Marine Le Pen mais perto do poder e a instabilidade continua, a perder de vista

Marine se isolou do pai para crescer na política francesa

Vinicius Torres Freire
Folha

O muro de contenção da enchente de ultradireita na França está mais do que rachado. Tem buracos relevantes e pedaços feitos de areia, a julgar por declarações dos líderes dos partidos de centro e das minoritárias centro-direita e direita tradicional. Caso o eleitorado aceite as indicações das lideranças, pode ser que a Reunião Nacional (RN) de Marine Le Pen fique mais perto de uma maioria na Assembleia Legislativa, ainda muito difícil.

Esse é o resultado político mais significativo do primeiro turno da eleição legislativa. Como previam as pesquisas, a RN teve cerca de 33,2% dos votos. A Nova Frente Popular, coalizão de esquerda, 28,1%. O Juntos, coalizão liderada por Emmanuel Macron, presidente da República, ficou com 21%. O Republicanos, da velha direita tradicional, gaullista, teve 10%.

SEGUNDO TURNO – Tais números dizem algo da febre, mas não dão a temperatura precisa do resultado. Na eleição francesa, elege-se um deputado por distrito. Se o candidato não tiver mais de 50% dos votos, vai para um segundo turno com os adversários que tiverem mais de 12,5% dos votos. Cerca de 500 distritos devem ter segundo turno, no domingo que vem (7).

Em eleições para presidente ou para a Assembleia Nacional, desde 2002 forma-se uma “frente republicana” a fim de barrar a vitória da ultradireita. No caso das eleições legislativas, o plano de barragem é fazer com que os candidatos que tenham chegado em terceiro lugar em seu distrito desistam da disputa e apoiem o adversário com mais chance de vencer a ultradireita.

Neste 2024, a situação se complicou.

INDEFINIÇÃO – Macron e seu primeiro-ministro, Gabriel Attal, disseram que os candidatos do Juntos que chegaram em terceiro lugar devem desistir em nome de alguém que “defenda como nós os valores da república” (contra a ultradireita, contra a RN). Mas não deixam claro se o apoio deve se estender aos candidatos da França Insubmissa (LFI), partido majoritário e mais radical da coalizão de esquerda (que inclui o Partido Socialista, partidos ecologistas e o ora suave Partido Comunista).

Os partidos aliados de Macron, da pequena centro-direita, pedem também votos “republicanos”, mas excluem explicitamente candidatos da LFI.

O Republicanos declarou que o “macronismo morreu”, mas não recomendou voto.
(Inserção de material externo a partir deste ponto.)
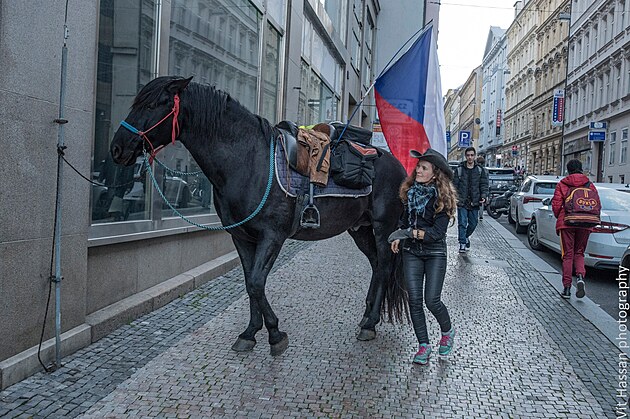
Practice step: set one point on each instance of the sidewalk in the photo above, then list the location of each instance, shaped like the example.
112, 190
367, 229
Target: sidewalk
521, 351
Aliás, assim que Macron dissolveu a Assembleia e convocou eleições, parte do Republicanos se bandeou para a RN, da ultradireita.

SALADA ESQUERDISTA – A recusa do voto na Nova Frente Popular se deve ao fato de que essa salada esquerdista é dominada pela França Insubmissa (LFI). A LFI é, por sua vez, liderada por Jean-Luc Mélenchon, ex-trotskista, ex-socialista e fundador do partido de esquerda de mais sucesso (embora não muito grande), deste século.
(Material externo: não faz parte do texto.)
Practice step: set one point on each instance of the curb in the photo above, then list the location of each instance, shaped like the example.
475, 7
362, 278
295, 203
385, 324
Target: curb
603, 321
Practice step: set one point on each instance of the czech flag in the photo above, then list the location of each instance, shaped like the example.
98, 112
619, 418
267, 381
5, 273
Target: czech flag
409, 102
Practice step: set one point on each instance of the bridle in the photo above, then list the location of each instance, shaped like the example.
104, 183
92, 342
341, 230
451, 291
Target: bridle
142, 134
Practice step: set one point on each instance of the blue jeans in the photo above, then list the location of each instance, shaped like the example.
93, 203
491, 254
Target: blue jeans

A fim de evitar rejeição, os líderes dos demais partidos coligados vêm alegando que Mélenchon, figura controversa e “radical”, não seria líder de nada em um eventual governo da esquerda.
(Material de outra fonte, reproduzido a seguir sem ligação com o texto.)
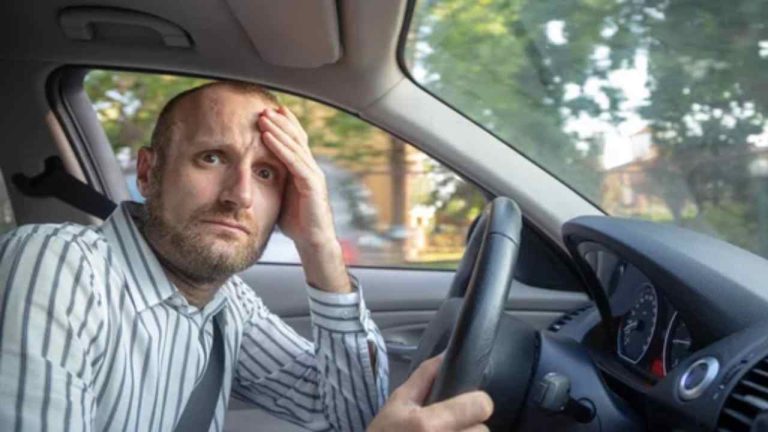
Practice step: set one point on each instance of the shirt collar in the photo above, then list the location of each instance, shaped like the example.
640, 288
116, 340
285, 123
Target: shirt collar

O programa da Nova Frente Popular é esquerda padrão, ora algo chocante para a maioria da França: aumento de gastos, de impostos sobre ricos, de benefícios sociais e do salário mínimo, estatizações, revogação das reformas previdenciárias.

DIREITA PALATÁVEL – Por outro lado, com um eleitorado ora mais conservador e mais preocupado com imigração e segurança, a ultradireita se torna mais palatável. A RN é uma mutação da Frente Nacional, partido filonazista do pai de Marine, Jean-Marie Le Pen.

Marine mudou o nome do partido, excluiu filonazistas e antissemitas mais vocais, o pai inclusive, e baixou o tom contra a União Europeia.

Ainda que recomendações de voto evitem a formação de uma maioria da ultradireita, é muito provável que o parlamento fique ao menos rachado em terços. O governo seria, pois, minoritário. Assim, a instabilidade deve prosseguir, a perder de vista.